If you’re registered to vote here in Monroe County, it’s no secret that you’re voting in one of the most left-leaning and populous states in the nation. Your vote will most likely not make the difference in the state’s sway between Governor Mitt Romney and President Barack Obama in the presidential election.
However, there are plenty of great reasons to take a moment on Tuesday, Nov. 6 and hit the polling stations to make your voice heard, despite New York’s inevitable liberal lean. The congressional and local races are still up for grabs. A “protest” presidential vote can still make your voice heard in some capacity. And most importantly, voting is one of, if not the most, fundamental interactions between a citizen and his or her government in a representative democracy such as ours.
We are lucky as voters to be in one of the nation’s most important congressional districts. Incumbent Democrat Louise Slaughter and Republican challenger Maggie Brooks are competing for a critical congressional seat, and we are even more fortunate that the race for New York’s 25th district is a close one.
Slaughter, a congresswoman since 1987, member of the House Rules Committee and chair from 2007-11, has left her legislative mark on our government. Her pet issues include genetic discrimination and antibiotic regulation, and she has played an integral role in the passing of laws such as 2010’s Patient Protection and Affordable Care Act (colloquially known as Obamacare). Members of both political parties have a vested interest in either keeping her in power or voting her out of it.

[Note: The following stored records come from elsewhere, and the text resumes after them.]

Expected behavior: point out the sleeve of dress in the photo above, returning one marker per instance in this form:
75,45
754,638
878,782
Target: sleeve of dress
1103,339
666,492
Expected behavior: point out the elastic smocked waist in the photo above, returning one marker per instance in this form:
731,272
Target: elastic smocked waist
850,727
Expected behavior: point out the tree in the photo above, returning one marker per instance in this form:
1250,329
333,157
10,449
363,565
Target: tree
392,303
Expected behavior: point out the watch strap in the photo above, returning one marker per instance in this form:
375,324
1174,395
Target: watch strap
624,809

Brooks has served as Monroe County executive since 2003. To Republicans, she represents a way to upset Slaughter’s longstanding position in Congress. Brooks presents a record of fighting for right-wing social policy on issues such as gay marriage and “family values.” Ultimately, the votes of students will help play a deciding factor in this election — latest poll numbers put Slaughter ahead by only four points. For this congressional race, your vote is worth your time.

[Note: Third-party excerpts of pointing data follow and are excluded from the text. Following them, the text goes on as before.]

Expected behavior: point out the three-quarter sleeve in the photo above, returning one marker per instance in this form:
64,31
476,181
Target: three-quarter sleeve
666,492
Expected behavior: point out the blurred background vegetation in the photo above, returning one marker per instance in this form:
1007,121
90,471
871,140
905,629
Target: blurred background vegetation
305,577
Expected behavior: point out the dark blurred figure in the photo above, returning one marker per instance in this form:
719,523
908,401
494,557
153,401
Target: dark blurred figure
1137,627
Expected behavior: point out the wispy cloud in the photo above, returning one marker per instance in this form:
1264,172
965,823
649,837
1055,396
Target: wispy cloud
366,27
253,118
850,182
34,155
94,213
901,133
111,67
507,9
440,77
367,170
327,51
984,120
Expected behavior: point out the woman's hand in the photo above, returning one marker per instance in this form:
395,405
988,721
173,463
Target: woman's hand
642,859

And even though your voice for Romney or Obama won’t be heard quite so clearly on the national stage, if you are dissatisfied with both candidates a vote for a third party can demonstrate to politicians the issues you’d like to see addressed. Both the libertarian and socialist parties are represented on the ticket this election, and a vote for one of them is a vote Republican or Democratic politicians missed out on — one they may try to appeal for next time around.

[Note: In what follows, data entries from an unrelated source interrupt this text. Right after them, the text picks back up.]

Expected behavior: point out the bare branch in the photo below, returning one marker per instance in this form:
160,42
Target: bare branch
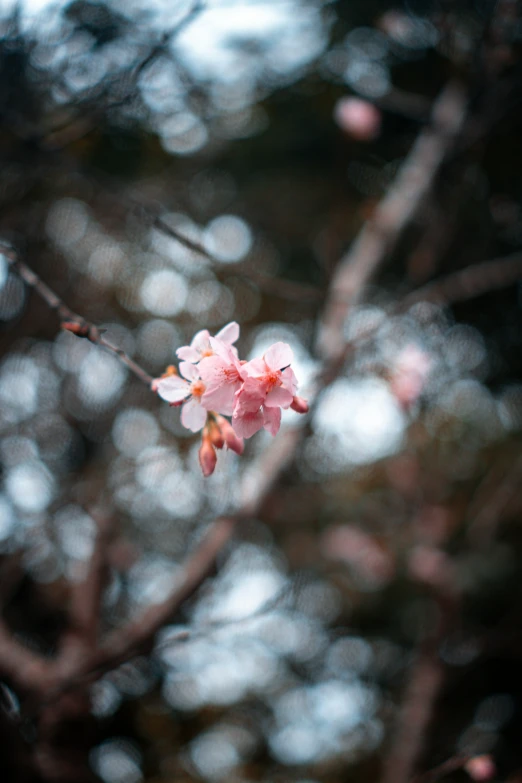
69,320
470,282
379,235
25,669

Most importantly, however, elections represent the one chance we have every few years to put power back in the hands of the people, the one time in which politicians are forced to remember who they’re supposed to be working for: you. If you aren’t casting your vote, they have no reason to work for it. This Nov. 6, head out to the polls and choose your leaders. If you don’t, someone else will.
Torrisi is a member of the class of 2016.